As the title implies, once potential cause is that new innovation is simply not bringing the value added to world economic growth — advances such as the internet, iPhones, LED holiday lighting and the like are a lot more hat than they are cattle, so to speak. We have seen this stagnation argument from economists such as Tyler Cowen and Robert Gordon.
The other explanation is that the global economy is still feeling the effects of the financial meltdown from a few years back. Indeed, Rogoff argues that excessive leverage overhang (in other words, lots of debt) is a prime reason why western economies have failed to ramp growth back up. The purpose of the article is to weigh in on the stagnation thesis:
These are very interesting ideas, but the evidence still seems overwhelming that the drag on the global economy mainly reflects the aftermath of a deep systemic financial crisis, not a long-term secular innovation crisis.

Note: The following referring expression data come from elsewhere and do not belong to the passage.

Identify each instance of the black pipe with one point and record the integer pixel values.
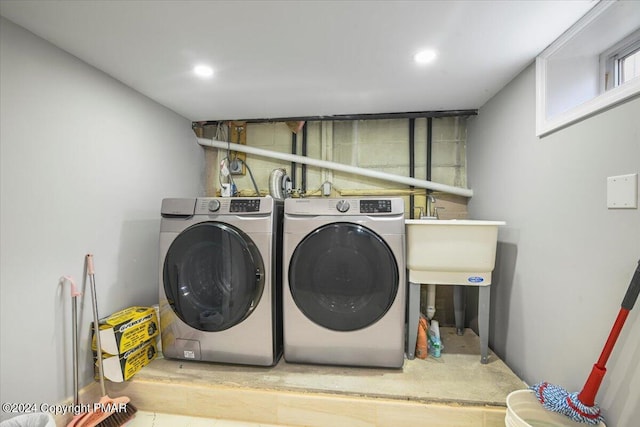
(412, 162)
(303, 167)
(294, 150)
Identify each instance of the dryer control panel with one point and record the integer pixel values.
(375, 206)
(244, 205)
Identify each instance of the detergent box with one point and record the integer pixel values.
(126, 330)
(122, 367)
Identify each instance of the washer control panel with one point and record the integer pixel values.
(244, 205)
(375, 206)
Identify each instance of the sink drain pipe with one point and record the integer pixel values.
(435, 186)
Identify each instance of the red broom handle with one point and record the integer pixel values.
(588, 394)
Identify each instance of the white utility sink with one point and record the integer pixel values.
(453, 252)
(459, 252)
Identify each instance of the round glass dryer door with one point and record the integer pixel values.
(213, 276)
(343, 276)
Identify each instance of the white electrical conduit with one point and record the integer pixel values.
(430, 185)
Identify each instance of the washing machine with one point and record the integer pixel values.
(344, 287)
(220, 279)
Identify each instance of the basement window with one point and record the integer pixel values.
(590, 68)
(621, 63)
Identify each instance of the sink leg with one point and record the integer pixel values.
(484, 300)
(459, 307)
(413, 317)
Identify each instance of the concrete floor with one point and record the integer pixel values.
(457, 376)
(455, 389)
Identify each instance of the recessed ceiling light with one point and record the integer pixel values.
(425, 56)
(203, 71)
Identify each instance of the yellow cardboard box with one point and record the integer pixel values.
(127, 329)
(121, 368)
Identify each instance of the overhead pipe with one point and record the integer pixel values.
(294, 148)
(303, 167)
(458, 191)
(412, 162)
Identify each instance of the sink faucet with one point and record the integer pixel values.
(431, 211)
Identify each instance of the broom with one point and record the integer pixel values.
(581, 407)
(108, 412)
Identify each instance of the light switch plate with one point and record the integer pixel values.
(622, 191)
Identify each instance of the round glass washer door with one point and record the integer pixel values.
(343, 276)
(213, 276)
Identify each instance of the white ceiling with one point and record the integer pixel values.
(280, 59)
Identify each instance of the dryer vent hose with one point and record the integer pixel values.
(279, 184)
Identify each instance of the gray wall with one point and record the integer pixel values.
(564, 260)
(85, 162)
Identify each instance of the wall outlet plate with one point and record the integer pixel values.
(622, 191)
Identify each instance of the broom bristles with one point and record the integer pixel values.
(119, 418)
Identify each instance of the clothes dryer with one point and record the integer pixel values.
(220, 279)
(344, 290)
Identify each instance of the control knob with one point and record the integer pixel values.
(342, 206)
(214, 205)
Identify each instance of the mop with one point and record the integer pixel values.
(108, 412)
(581, 407)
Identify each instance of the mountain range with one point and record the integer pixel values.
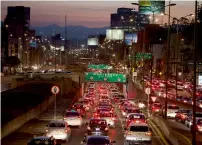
(72, 32)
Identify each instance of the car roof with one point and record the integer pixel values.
(42, 137)
(57, 121)
(100, 137)
(138, 124)
(97, 119)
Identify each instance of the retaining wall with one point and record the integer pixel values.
(20, 120)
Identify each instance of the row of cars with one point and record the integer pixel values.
(96, 99)
(180, 115)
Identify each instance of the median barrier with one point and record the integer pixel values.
(20, 120)
(165, 129)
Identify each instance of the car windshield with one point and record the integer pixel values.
(136, 116)
(72, 114)
(173, 107)
(199, 122)
(42, 142)
(139, 128)
(57, 125)
(156, 105)
(98, 141)
(98, 122)
(199, 115)
(106, 115)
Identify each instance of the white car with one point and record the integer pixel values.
(109, 117)
(137, 133)
(180, 85)
(171, 111)
(73, 118)
(59, 129)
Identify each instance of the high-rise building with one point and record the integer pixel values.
(17, 22)
(128, 19)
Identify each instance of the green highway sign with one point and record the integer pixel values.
(99, 66)
(105, 77)
(142, 55)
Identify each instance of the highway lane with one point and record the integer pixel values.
(178, 127)
(38, 126)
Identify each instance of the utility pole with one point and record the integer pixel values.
(65, 47)
(194, 87)
(167, 61)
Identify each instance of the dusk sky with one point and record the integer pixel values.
(84, 13)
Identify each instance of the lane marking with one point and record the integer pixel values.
(159, 133)
(184, 137)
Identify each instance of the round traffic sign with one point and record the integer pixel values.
(55, 90)
(147, 91)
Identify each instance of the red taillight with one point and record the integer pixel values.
(148, 133)
(88, 128)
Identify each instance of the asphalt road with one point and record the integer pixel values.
(178, 127)
(38, 126)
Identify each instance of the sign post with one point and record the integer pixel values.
(148, 92)
(55, 90)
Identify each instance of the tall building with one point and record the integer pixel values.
(17, 22)
(127, 19)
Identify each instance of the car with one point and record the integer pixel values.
(97, 140)
(182, 114)
(156, 107)
(171, 110)
(189, 119)
(73, 118)
(58, 129)
(79, 108)
(42, 140)
(135, 118)
(109, 117)
(97, 127)
(137, 133)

Indeed, Rogoff is something of a technology optimist:
There are certainly those who believe that the wellsprings of science are running dry, and that, when one looks closely, the latest gadgets and ideas driving global commerce are essentially derivative. But the vast majority of my scientist colleagues at top universities seem awfully excited about their projects in nanotechnology, neuroscience, and energy, among other cutting-edge fields. They think they are changing the world at a pace as rapid as we have ever seen.
And the punchline:
Frankly, when I think of stagnating innovation as an economist, I worry about how overweening monopolies stifle ideas, and how recent changes extending the validity of patents have exacerbated this problem.
Overweening, an underused word if ever there was one. But the point is solid — the economics profession since at least Schumpeter has fretted about the tradeoffs between providing incentives and the deadweight losses of monopoly power. For some, that isn’t really the point anymore, as we learned reading Liebowitz and Margolis last year, as they focus on the serial monopoly phenomenon especially as it relates to high tech.
Nonetheless, it’s certainly the starting point and these are the types of questions that aren’t likely to go away.